That was the question Chris Michael of the Guardian asked Yoshiaki Nishimura, the producer of “When Marnie Was There”. And Nishimura’s answer was slightly reworded and put up as a title of the article. Reading the whole article made me wonder if I clicked the bait, but Nishimura’s comment is still problematic, to say the least.

And this answer was singled out in this Independent article and further analyzed in this Verge article.

Most tweets and responses from Japanese also express concerns about this Nishimura’s ‘biased’ comment. Some are hovering questions like “what was he thinking?” and others are flatly criticizing his ignorance and sexism. However, there were some people who reacted as if the article(s) were a cultural attack against Japanese society in general – Ghibli’s producer’s extraordinary comment was a free ticket for the ignorant foreign media to play out another Japan bashing. “There are lots of female directors in Japan”, “Many of the Ghibli productions are based on the novel by female authors” etc. and “singling out this vulgar comment smells like invoking reactions by molding ‘Japan-Anime-Sexism’ narrative”.

This may be a typical case of “you read yourself in anyone’s text”. The article is not about Japanese society. It is about Ghibli and its director and producer. But some Japanese think, without reading it closely, it is another politically-correct-Western-journalism-attacking-us.

But if you read the whole Guardian article, you find a lot more than this sexism slur. Interestingly, the article sheds light on a rarely discussed topic about Japanese anime industry. “Ghibli is facing the hard industry truth: hand-drawn animation is ever more expensive and risky to make, especially not outsourced to cheaper countries.” In terms of production practice, Ghibli has been most conservative, or even reactionary. They relied on the skills of individual animators and artists, and the process is extremely slow and labor-intensive.

 

Marnie

 

Other production studios, which are constatnly griding out multiple TV anime series and occasional feature films, have taken numerous steps to streamline their production.
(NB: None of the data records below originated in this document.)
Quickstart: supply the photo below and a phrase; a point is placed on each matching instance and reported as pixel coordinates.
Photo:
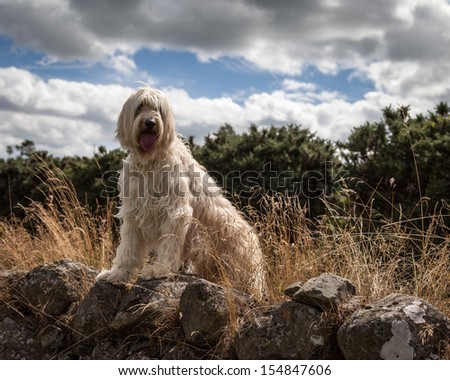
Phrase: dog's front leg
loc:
(130, 255)
(169, 248)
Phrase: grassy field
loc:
(378, 256)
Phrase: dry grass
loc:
(59, 228)
(379, 256)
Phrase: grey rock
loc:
(53, 288)
(51, 341)
(293, 288)
(206, 309)
(290, 330)
(325, 292)
(183, 351)
(396, 327)
(95, 312)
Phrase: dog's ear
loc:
(125, 122)
(165, 110)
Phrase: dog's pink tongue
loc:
(147, 141)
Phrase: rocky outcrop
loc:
(395, 327)
(57, 311)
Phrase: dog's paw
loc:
(113, 276)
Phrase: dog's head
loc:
(146, 123)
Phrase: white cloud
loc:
(66, 117)
(402, 47)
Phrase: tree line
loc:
(399, 163)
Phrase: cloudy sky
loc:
(67, 66)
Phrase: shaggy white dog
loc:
(173, 208)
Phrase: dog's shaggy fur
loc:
(173, 208)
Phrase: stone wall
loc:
(56, 311)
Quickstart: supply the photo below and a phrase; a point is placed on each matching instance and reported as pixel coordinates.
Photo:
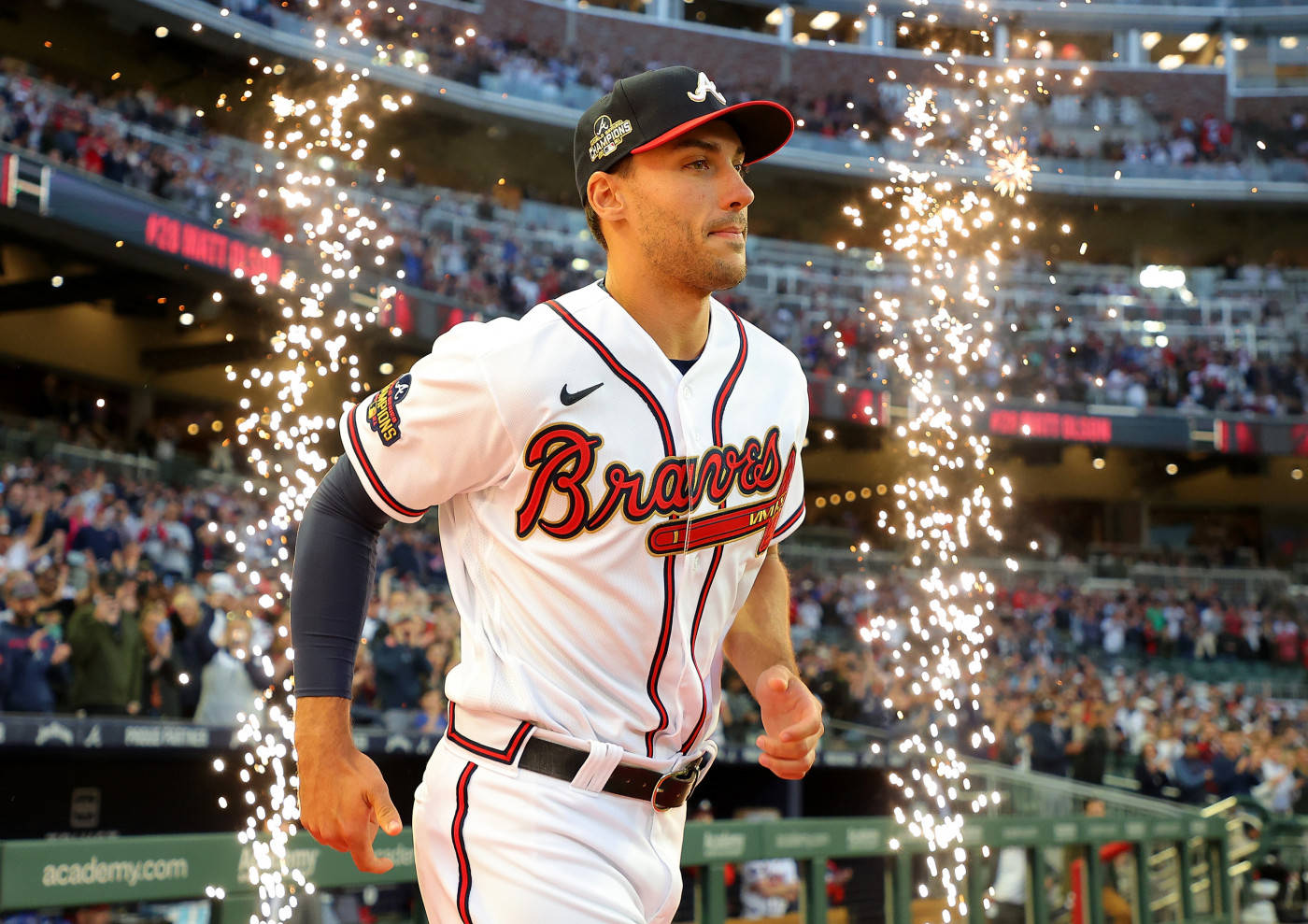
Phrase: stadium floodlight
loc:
(824, 20)
(1161, 277)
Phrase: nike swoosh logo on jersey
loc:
(573, 397)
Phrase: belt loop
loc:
(598, 767)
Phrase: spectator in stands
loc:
(100, 538)
(769, 888)
(434, 718)
(1089, 746)
(1277, 790)
(1048, 744)
(107, 650)
(1148, 773)
(1301, 786)
(231, 682)
(192, 629)
(161, 694)
(33, 660)
(1192, 774)
(739, 711)
(1233, 768)
(401, 663)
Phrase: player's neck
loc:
(676, 320)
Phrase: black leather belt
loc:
(662, 790)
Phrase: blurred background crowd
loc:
(124, 597)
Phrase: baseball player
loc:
(614, 473)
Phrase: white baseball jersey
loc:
(602, 516)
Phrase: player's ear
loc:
(605, 198)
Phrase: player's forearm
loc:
(322, 725)
(335, 561)
(761, 635)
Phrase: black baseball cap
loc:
(656, 107)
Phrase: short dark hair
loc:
(620, 169)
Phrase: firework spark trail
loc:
(937, 220)
(313, 134)
(952, 234)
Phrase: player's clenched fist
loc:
(791, 722)
(343, 797)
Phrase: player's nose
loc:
(736, 192)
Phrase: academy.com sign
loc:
(101, 872)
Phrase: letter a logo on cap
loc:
(704, 88)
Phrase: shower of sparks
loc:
(944, 225)
(311, 134)
(1011, 168)
(951, 231)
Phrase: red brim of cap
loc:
(764, 128)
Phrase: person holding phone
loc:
(161, 692)
(33, 660)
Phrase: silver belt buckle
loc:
(677, 784)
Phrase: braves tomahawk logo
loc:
(608, 136)
(562, 460)
(383, 415)
(704, 88)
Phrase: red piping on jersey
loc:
(621, 372)
(661, 650)
(352, 427)
(669, 572)
(461, 848)
(791, 521)
(719, 405)
(506, 754)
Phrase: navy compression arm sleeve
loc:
(331, 581)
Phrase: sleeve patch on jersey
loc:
(383, 415)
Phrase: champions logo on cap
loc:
(608, 136)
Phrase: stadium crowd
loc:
(483, 267)
(553, 71)
(124, 597)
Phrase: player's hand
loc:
(343, 797)
(791, 722)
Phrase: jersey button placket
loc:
(693, 449)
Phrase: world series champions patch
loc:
(383, 415)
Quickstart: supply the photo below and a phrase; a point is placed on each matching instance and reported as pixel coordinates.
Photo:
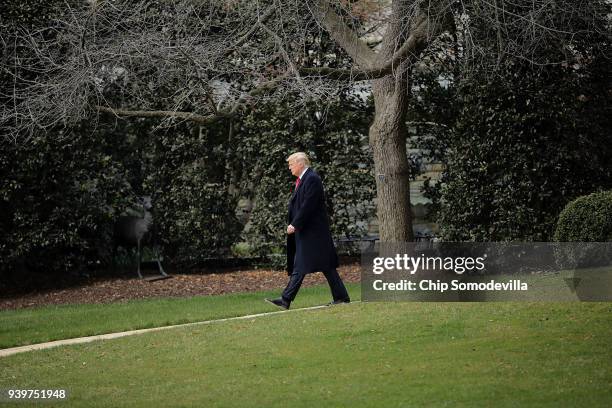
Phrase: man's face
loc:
(296, 167)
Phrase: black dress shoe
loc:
(278, 302)
(339, 301)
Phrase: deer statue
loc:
(134, 231)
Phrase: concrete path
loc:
(109, 336)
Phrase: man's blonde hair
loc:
(301, 156)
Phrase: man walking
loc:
(310, 247)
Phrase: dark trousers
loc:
(333, 279)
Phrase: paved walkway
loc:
(109, 336)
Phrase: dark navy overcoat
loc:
(310, 248)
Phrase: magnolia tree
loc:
(207, 61)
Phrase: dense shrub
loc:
(518, 149)
(58, 201)
(586, 219)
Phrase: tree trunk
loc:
(388, 141)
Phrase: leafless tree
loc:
(207, 60)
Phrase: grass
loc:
(366, 355)
(37, 325)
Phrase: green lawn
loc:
(362, 354)
(37, 325)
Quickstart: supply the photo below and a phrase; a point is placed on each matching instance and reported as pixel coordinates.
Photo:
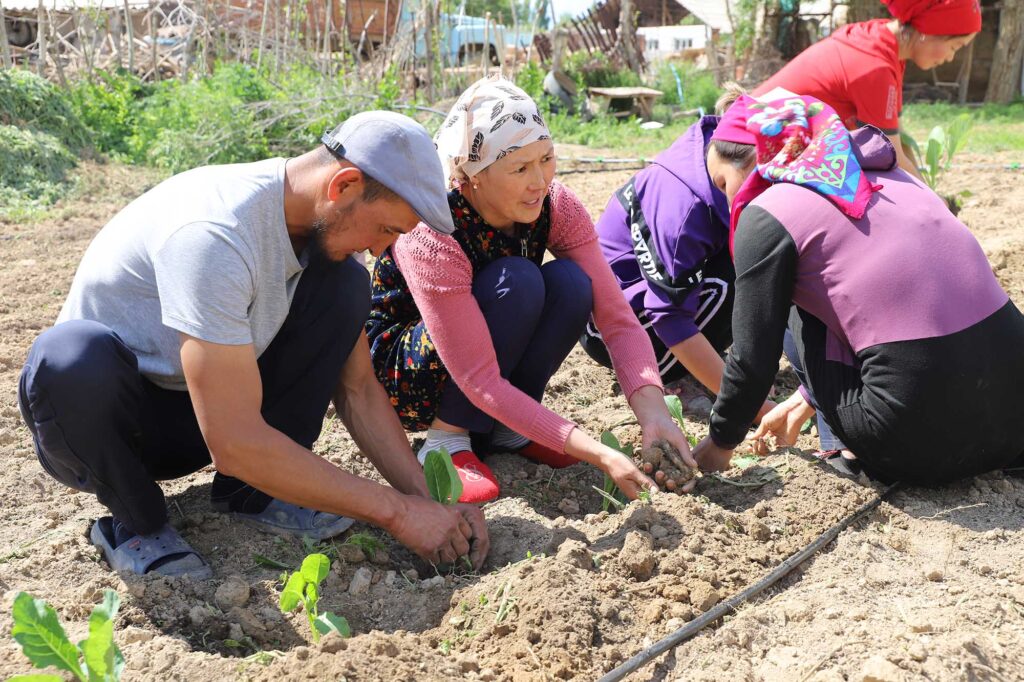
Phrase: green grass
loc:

Outsourcing off-shore has been a norm for many decades. CG and other tools are intoroduced and adapted rapidly. However, the processes are still labor-intensive. Because many workers (artists, illustrators, animators, special effects artists etc.) are employed on contract basis and not emplyees of particular studios, and human resource supply-and-demand balance is in completely employer’s favor, the industry labor practice in this ‘Anime Heaven’ is one of the worst you can find. The workers are often paied minimally, without no overtime pay, and most of the expences are not compensated. This practice – exploiting creators to the maximum to reduce cost while improving the visual quality – is gradually eroding the industry. Last year, Hideaki Anno (the creator of Evangelion series) expressed a concern: “I don’t know if the industry will survive another five years.” (This comment attracted emotionally charged responce from all quarters, and Anno later aplogetically said he had not meant it ‘that way’.) Henry Thurlow, the animator who worked in Japanese company for a while, told his experience here.

If you pay attention closely to credits in weekly anime programs from Japan, you may realize there are many female managers and artists invovled in any one of those projects. Judging from the whole atmosphere of the industry, it is just not about “a female director”. The industry itself is accustomed to exploiting its workers, and, in Japan, female creators are more vunerable.

UPDATE 2016.6.14

Yoshiaki Nishimura apologized for his comment via tweeter (@StudioPonoc) yesterday. He admitted he had made the comment during the interview, and wrote “‘Men tend to be idealistic while women are better in live in the real world.’ I did have such a discriminatry and biased idea, and I reflect upon myself and learn. I sincerely apologize.” Also, he made it clear that he is no longer with Ghibli (since the end of 2014).